Die von sechs großen deutschen Verlagshäusern vorgelegte „Kinder-Medien-Studie“ erfreut Eltern, Pädagogen und vor allem die Verlage selbst: Kinder lesen gerne Bücher und Zeitschriften – trotz der Konkurrenz von Smartphone und Internet, so lautet die zentrale Erkenntnis.

Stuttgart - Wenn Medienunternehmen das Freizeitverhalten ihrer Zielgruppe erforschen lassen, geschieht das selten aus Gründen des Gemeinnutzes; Motor solcher Studien ist selbstredend die Frage, wie man die eigenen Produkte noch besser vermarkten kann. Motive dieser Art dürften sich auch hinter der groß angekündigten „Kinder-Medien-Studie“ verbergen, wie schon die Überschrift der entsprechenden Pressemitteilung verrät: „Trotz Smartphone: Kinder lesen klassisch!“ Adressat dieser Botschaft ist nicht die Allgemeinheit, sondern die werbetreibende Wirtschaft, denn bei den Auftraggebern der Umfrage handelt es sich um sechs große deutsche Verlage.

 

Die „Kinder-Medien-Studie“ ist die Fortsetzung der bereits seit 1993 durchgeführten „Kids VA“ (VA steht für Verbraucheranalyse).
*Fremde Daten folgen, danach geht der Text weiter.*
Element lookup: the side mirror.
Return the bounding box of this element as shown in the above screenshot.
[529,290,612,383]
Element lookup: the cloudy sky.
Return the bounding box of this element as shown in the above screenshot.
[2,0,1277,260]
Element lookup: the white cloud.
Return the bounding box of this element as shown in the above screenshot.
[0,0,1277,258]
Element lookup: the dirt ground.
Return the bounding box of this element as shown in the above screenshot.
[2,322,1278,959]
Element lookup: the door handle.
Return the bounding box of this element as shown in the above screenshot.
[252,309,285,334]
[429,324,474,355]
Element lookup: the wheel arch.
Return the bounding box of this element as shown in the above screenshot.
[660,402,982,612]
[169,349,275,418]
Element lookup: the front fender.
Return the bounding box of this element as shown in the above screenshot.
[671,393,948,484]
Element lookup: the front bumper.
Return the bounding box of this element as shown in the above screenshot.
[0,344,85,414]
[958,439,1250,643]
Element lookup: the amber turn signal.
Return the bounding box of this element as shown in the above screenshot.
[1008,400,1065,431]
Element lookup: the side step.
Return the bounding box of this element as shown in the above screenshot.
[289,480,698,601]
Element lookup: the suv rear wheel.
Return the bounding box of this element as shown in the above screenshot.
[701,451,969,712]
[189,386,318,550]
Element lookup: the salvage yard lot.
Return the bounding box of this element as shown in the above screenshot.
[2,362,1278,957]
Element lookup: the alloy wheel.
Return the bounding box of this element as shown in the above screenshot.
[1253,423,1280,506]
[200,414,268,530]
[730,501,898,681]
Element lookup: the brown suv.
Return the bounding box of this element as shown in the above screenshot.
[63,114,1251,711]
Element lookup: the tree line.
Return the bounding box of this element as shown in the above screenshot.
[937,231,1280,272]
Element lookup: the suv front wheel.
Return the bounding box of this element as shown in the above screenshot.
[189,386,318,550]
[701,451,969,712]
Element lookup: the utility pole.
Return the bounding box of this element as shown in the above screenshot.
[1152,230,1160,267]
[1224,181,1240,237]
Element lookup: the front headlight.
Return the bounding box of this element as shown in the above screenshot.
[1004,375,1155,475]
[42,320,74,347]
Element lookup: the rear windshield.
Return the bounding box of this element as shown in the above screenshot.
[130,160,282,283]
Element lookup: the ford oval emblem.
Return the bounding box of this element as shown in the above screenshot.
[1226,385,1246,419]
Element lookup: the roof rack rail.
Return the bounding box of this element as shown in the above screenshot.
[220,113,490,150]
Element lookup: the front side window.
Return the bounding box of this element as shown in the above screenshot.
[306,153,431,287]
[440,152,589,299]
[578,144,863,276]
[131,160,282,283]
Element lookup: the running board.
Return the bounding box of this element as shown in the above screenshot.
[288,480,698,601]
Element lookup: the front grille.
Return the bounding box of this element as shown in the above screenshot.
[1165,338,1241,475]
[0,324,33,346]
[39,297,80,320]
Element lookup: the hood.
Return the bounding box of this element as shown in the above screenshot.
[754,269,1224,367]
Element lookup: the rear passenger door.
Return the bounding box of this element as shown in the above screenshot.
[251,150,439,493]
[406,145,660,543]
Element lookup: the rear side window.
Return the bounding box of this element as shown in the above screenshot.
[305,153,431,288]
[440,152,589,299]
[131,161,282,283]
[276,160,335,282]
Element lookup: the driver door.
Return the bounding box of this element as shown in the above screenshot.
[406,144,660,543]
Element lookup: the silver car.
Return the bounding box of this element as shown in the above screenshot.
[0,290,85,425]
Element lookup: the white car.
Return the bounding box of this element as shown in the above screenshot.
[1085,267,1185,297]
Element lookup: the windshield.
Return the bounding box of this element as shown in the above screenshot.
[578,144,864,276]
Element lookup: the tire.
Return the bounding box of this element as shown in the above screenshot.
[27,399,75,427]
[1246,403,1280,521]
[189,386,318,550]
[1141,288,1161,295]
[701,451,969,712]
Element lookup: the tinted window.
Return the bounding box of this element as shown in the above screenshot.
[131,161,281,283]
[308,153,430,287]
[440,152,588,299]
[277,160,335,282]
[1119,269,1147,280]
Herausgeber war bislang ausschließlich Egmont Ehapa Media (Berlin), die deutsche Heimat von Micky Maus, Asterix und Lucky Luke. Nun haben sich fünf weitere Verlagshäuser angeschlossen. Zwei konzentrieren sich ähnlich wie Egmont Ehapa weitgehend auf Kinder und Jugendliche, beide haben ihren Sitz in Stuttgart: Panini ist dank seiner deutschen Lizenzausgaben der amerikanischen Superheldenschmieden DC („Superman“) und Marvel („Spider-Man“) einer der größten europäischen Comicverlage, Blue Ocean Entertainment gibt Magazine wie „Prinzessin Lillifee“ und „Bibi Blocksberg“ heraus. Die restlichen Mitglieder gehören zu den wichtigsten Repräsentanten im wöchentlichen deutschen Nachrichtenjournalismus: Spiegel-Verlag, Zeit-Verlag sowie Gruner + Jahr. Die Flaggschiffe dieser drei Häuser sind zwar „Die Zeit“, „Der Spiegel“ und der „stern“, aber alle drei haben mit „Leo“, „Dein Spiegel“ sowie „Geolino“ und „Geo mini“ auch Ableger im Kindersegment.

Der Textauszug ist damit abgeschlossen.